基本情報

所属
大阪経済大学 経営学部 専任講師
学位
博士(学術)(神戸大学)

研究者番号
40536116
J-GLOBAL ID
201201097110333711

外部リンク

研究上の関心は、1)17世紀ヨーロッパ哲学。より具体的には、ライプニッツの数学の哲学、とりわけ、「位置解析」「幾何学的記号法」と呼ばれるライプニッツ独自の幾何学研究が持つ哲学的重要性について研究しています。

これまでは、普遍記号法の構想を生涯抱いていたライプニッツがなぜ幾何図形を用いない幾何学の構築を試みたのか、無限小解析研究と幾何学研究とはどのように関連しているのか、空間論の展開に幾何学研究がどのように関連しているのか、といった問題に取り組んできました。こうした問いの解明を通じて、点、記号、想像力といった概念の変遷を整理し、ライプニッツの数学の哲学の全体像を再構成することを目指しています。

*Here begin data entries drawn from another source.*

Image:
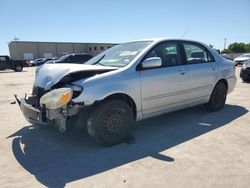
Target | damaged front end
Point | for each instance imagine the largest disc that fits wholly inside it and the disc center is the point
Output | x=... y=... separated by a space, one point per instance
x=51 y=99
x=52 y=108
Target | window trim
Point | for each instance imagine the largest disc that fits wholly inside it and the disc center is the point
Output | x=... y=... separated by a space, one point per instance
x=184 y=56
x=179 y=49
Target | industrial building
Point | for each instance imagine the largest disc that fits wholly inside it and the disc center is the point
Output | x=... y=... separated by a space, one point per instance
x=33 y=50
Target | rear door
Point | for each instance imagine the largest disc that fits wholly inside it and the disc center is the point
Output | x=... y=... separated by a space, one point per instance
x=164 y=88
x=203 y=71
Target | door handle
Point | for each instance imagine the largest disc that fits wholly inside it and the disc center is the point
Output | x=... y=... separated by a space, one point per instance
x=182 y=71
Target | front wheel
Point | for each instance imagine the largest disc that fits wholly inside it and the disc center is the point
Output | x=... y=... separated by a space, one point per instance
x=218 y=97
x=110 y=122
x=18 y=68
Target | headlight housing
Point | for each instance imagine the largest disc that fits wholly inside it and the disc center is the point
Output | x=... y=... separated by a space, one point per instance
x=244 y=66
x=56 y=98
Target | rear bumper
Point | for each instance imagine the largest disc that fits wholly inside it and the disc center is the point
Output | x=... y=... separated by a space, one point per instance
x=231 y=84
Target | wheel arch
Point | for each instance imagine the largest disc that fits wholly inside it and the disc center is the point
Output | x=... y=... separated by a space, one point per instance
x=224 y=81
x=124 y=97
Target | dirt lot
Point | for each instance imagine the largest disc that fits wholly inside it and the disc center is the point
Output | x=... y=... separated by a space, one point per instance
x=188 y=148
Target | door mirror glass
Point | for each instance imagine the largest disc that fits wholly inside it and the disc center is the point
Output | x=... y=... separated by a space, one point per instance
x=152 y=62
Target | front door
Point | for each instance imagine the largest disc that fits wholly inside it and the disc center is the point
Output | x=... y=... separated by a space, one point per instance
x=203 y=72
x=164 y=88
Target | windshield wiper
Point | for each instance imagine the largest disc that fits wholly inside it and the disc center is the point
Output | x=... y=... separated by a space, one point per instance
x=97 y=62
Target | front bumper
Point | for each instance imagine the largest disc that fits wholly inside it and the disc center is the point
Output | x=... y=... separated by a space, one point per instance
x=245 y=73
x=43 y=116
x=33 y=115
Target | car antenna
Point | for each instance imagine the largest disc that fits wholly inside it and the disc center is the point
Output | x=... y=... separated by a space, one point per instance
x=184 y=33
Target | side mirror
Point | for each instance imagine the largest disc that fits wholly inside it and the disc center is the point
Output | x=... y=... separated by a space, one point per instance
x=152 y=62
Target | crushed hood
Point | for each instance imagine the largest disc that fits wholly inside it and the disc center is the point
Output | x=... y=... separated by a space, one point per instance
x=50 y=74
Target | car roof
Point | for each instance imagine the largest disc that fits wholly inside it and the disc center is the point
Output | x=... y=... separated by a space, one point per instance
x=161 y=39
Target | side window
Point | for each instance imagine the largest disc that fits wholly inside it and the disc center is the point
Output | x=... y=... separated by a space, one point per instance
x=2 y=58
x=196 y=53
x=168 y=52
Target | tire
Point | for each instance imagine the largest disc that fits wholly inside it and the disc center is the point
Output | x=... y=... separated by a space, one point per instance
x=110 y=122
x=218 y=97
x=18 y=68
x=245 y=79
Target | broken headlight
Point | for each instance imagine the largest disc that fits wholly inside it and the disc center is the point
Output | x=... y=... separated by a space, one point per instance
x=77 y=90
x=56 y=98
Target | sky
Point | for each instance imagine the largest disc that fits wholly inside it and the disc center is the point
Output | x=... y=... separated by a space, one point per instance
x=118 y=21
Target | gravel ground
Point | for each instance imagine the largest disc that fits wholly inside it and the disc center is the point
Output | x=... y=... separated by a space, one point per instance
x=188 y=148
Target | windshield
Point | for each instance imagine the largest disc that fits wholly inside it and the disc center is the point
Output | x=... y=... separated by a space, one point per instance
x=245 y=55
x=63 y=58
x=120 y=55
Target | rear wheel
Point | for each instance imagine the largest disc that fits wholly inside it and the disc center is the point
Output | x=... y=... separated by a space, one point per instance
x=110 y=122
x=18 y=68
x=218 y=97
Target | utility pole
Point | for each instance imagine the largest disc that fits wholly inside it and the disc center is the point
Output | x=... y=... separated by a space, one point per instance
x=225 y=42
x=16 y=50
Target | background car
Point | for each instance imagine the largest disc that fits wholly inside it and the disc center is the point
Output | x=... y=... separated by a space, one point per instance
x=7 y=63
x=242 y=58
x=39 y=61
x=72 y=58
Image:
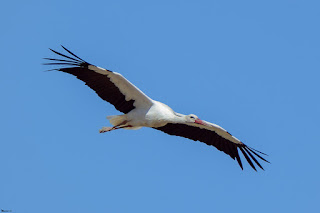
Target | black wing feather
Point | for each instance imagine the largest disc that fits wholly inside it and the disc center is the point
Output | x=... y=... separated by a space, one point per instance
x=101 y=84
x=212 y=138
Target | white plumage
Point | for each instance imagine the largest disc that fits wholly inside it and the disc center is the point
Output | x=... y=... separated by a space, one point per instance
x=141 y=111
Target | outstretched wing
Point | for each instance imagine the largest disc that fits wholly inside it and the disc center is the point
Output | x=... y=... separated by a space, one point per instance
x=216 y=136
x=110 y=86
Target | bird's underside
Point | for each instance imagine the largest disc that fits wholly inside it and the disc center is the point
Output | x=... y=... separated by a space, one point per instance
x=141 y=111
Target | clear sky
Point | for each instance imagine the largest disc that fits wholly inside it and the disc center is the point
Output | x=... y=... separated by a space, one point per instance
x=251 y=67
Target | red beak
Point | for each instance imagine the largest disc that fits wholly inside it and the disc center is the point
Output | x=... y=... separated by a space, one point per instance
x=198 y=121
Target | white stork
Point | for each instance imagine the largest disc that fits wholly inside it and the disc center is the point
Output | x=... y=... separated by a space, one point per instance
x=141 y=111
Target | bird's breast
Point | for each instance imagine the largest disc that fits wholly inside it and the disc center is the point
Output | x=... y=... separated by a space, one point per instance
x=156 y=116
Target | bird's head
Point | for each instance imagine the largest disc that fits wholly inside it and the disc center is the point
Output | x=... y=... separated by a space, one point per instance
x=194 y=119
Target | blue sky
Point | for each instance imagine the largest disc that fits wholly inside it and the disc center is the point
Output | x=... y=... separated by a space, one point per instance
x=251 y=67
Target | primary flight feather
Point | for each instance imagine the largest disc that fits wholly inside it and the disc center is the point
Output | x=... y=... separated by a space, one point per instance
x=141 y=111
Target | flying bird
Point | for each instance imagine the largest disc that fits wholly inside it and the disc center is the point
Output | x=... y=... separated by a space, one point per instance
x=139 y=110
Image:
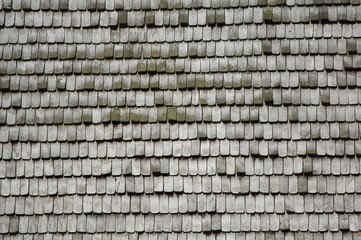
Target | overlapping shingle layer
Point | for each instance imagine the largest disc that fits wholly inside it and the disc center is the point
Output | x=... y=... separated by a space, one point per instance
x=171 y=119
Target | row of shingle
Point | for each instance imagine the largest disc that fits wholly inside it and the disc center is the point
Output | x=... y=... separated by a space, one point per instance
x=347 y=235
x=181 y=184
x=180 y=50
x=180 y=81
x=175 y=18
x=296 y=97
x=195 y=167
x=191 y=148
x=183 y=204
x=161 y=66
x=214 y=114
x=101 y=5
x=155 y=132
x=179 y=223
x=179 y=34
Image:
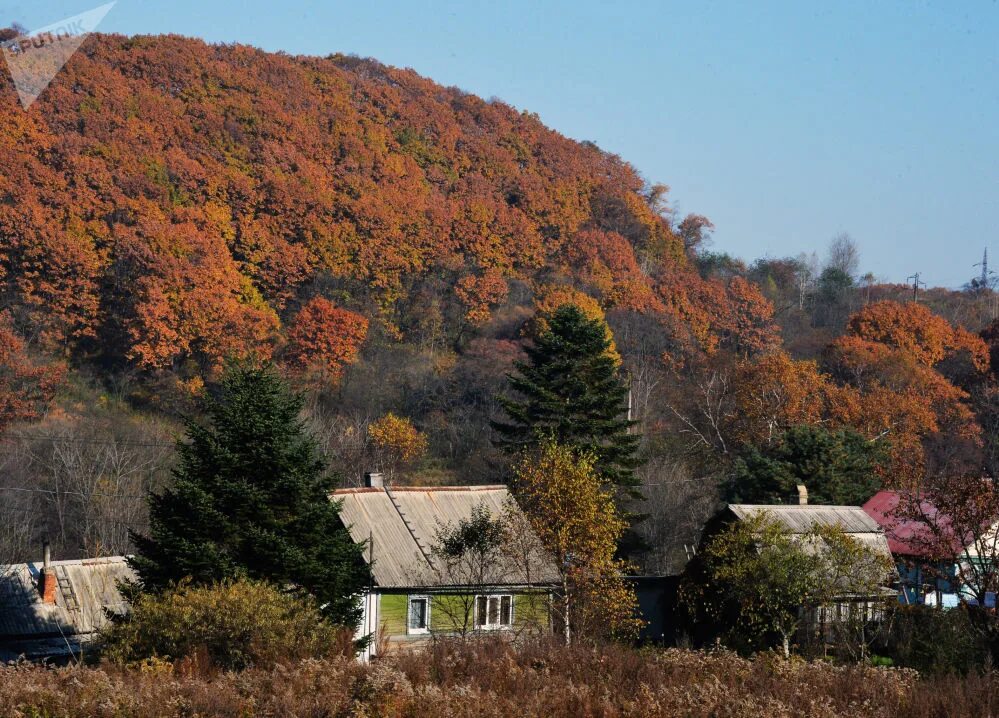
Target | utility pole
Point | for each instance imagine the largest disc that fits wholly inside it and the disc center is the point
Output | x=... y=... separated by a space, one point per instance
x=916 y=281
x=984 y=264
x=986 y=281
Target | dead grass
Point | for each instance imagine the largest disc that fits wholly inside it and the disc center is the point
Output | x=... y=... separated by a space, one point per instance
x=492 y=678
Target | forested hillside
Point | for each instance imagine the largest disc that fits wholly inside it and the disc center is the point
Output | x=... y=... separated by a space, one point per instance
x=168 y=206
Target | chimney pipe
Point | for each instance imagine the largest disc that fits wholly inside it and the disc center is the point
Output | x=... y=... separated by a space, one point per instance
x=47 y=577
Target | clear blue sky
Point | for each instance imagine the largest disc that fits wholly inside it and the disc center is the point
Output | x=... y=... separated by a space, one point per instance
x=784 y=122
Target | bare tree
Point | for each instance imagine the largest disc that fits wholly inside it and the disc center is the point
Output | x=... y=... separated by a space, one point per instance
x=81 y=483
x=677 y=505
x=843 y=255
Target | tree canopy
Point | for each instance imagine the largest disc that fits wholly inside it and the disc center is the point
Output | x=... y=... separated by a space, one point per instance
x=251 y=498
x=570 y=391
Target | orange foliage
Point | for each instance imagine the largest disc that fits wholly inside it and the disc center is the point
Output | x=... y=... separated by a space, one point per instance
x=326 y=336
x=169 y=217
x=398 y=442
x=915 y=331
x=774 y=392
x=25 y=389
x=888 y=358
x=480 y=293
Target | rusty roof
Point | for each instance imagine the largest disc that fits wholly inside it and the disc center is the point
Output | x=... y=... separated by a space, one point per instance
x=84 y=589
x=401 y=524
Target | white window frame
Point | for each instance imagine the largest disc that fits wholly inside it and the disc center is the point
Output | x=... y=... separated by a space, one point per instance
x=499 y=626
x=409 y=615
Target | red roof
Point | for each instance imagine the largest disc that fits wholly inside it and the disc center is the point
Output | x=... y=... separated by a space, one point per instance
x=908 y=536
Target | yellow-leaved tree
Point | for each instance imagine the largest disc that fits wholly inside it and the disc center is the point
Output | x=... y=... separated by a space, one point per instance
x=397 y=443
x=573 y=513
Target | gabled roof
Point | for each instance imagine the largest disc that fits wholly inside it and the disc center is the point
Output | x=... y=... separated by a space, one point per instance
x=910 y=536
x=84 y=589
x=798 y=518
x=401 y=524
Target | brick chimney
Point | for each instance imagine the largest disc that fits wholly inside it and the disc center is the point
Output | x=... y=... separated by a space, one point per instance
x=47 y=579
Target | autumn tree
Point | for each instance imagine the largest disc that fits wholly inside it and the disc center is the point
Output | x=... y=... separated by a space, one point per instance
x=483 y=551
x=397 y=443
x=26 y=387
x=570 y=391
x=957 y=517
x=251 y=497
x=572 y=511
x=325 y=336
x=893 y=356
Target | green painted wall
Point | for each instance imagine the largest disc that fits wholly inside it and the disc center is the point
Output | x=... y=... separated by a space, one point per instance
x=452 y=612
x=393 y=613
x=531 y=610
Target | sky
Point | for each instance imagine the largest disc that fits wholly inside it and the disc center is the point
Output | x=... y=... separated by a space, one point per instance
x=786 y=123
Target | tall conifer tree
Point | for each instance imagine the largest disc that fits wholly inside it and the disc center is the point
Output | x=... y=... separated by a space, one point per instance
x=251 y=497
x=571 y=392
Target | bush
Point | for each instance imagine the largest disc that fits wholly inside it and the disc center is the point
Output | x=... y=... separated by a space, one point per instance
x=229 y=626
x=935 y=641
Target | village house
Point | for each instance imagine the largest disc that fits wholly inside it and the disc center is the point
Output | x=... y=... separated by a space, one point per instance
x=53 y=610
x=416 y=592
x=918 y=535
x=799 y=520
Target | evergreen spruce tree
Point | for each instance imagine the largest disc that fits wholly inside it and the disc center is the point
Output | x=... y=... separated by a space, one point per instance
x=251 y=497
x=838 y=467
x=573 y=394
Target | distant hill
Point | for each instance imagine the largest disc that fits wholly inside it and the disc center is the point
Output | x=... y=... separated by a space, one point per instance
x=168 y=203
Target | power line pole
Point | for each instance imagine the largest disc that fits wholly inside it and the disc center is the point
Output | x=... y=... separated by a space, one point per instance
x=986 y=281
x=916 y=282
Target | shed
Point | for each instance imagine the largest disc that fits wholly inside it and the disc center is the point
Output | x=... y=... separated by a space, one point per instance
x=55 y=613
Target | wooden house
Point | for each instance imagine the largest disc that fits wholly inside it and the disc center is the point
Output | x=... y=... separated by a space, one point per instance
x=53 y=610
x=415 y=593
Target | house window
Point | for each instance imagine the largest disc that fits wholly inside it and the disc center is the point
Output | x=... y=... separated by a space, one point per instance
x=419 y=614
x=493 y=612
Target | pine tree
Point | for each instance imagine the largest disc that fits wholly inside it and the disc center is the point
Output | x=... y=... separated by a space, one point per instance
x=251 y=497
x=572 y=394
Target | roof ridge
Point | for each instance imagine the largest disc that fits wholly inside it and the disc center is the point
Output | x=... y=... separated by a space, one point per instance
x=417 y=489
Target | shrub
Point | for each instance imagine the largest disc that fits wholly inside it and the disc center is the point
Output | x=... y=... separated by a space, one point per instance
x=230 y=626
x=935 y=641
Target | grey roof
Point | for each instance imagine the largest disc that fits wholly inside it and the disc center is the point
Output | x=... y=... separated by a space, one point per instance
x=84 y=589
x=853 y=520
x=402 y=523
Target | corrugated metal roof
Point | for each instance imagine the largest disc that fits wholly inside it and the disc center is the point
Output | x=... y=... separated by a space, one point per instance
x=402 y=524
x=84 y=588
x=855 y=523
x=797 y=519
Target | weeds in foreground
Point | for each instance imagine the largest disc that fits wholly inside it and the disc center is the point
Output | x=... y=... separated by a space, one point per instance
x=494 y=678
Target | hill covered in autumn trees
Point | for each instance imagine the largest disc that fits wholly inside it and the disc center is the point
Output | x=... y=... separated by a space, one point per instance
x=168 y=205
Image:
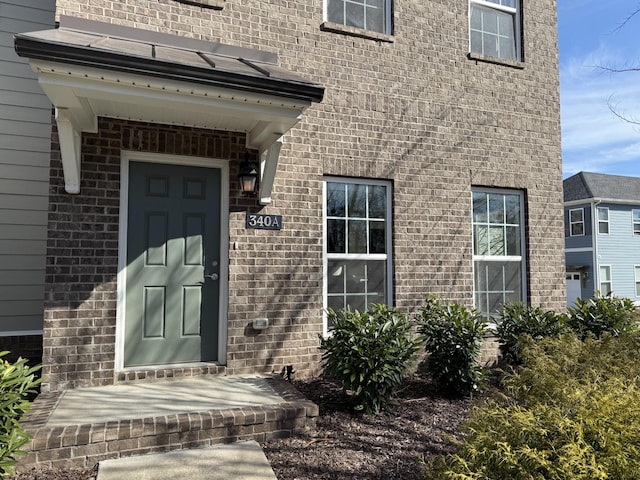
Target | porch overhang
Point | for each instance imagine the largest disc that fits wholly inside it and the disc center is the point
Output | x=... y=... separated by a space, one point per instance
x=92 y=69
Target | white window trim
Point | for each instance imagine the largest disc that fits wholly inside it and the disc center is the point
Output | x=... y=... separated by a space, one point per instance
x=388 y=257
x=607 y=221
x=518 y=28
x=571 y=234
x=522 y=259
x=333 y=26
x=634 y=223
x=610 y=281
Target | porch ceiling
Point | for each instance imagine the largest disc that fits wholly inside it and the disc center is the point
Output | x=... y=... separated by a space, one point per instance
x=92 y=69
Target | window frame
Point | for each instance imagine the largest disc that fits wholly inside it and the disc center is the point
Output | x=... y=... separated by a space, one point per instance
x=572 y=223
x=635 y=223
x=331 y=24
x=516 y=13
x=520 y=259
x=601 y=282
x=603 y=222
x=386 y=257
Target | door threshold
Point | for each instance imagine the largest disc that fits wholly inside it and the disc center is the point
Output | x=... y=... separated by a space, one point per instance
x=169 y=371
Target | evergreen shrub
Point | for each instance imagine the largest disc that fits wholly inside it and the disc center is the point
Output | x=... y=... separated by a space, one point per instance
x=602 y=314
x=17 y=383
x=369 y=353
x=570 y=412
x=517 y=319
x=452 y=335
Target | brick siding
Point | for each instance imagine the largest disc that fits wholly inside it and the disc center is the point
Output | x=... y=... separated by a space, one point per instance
x=415 y=110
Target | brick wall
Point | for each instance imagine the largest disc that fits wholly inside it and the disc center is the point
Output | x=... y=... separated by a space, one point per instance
x=415 y=110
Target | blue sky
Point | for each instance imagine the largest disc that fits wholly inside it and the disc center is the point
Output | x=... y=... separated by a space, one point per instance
x=593 y=139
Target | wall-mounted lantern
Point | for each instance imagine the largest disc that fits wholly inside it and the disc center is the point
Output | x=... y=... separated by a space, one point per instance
x=248 y=176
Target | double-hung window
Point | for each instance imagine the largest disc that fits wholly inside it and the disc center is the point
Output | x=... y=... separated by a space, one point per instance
x=357 y=270
x=494 y=28
x=498 y=249
x=635 y=220
x=603 y=220
x=374 y=15
x=576 y=222
x=606 y=285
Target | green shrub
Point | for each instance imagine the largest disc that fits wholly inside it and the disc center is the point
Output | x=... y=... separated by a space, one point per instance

さらに、数理哲学的研究に平行して、ライプニッツのモナド概念の展開に関する研究も行っています。ライプニッツの「モナドロジー」はこれまでさまざまな観点から研究されている主題ですが、モナド概念は1695年以降の空間概念や延長概念の展開と何らかの関連を持つのではないかという見通しを私は持っています。ライプニッツといえばモナド、モナドといえばライプニッツですが、モナド概念をめぐっては実に多くの謎があります。そもそもなぜライプニッツはモナド概念なんてものを思いついたのか、なぜモナドを中心とした哲学を構築しようと考えたのか、いやライプニッツは本当にモナドを中心とした哲学を構想していたのか、仮にそうだとして、モナドの存在はきちんと正当化されているのか、など、解かれていない謎はたくさんあります(というより、これらの謎が謎として認識すらされていない状況が続いていたと言ってもよいでしょう)。こうした謎を一次資料の読解によって解き、数理哲学との接合を試みることも最近の目標です。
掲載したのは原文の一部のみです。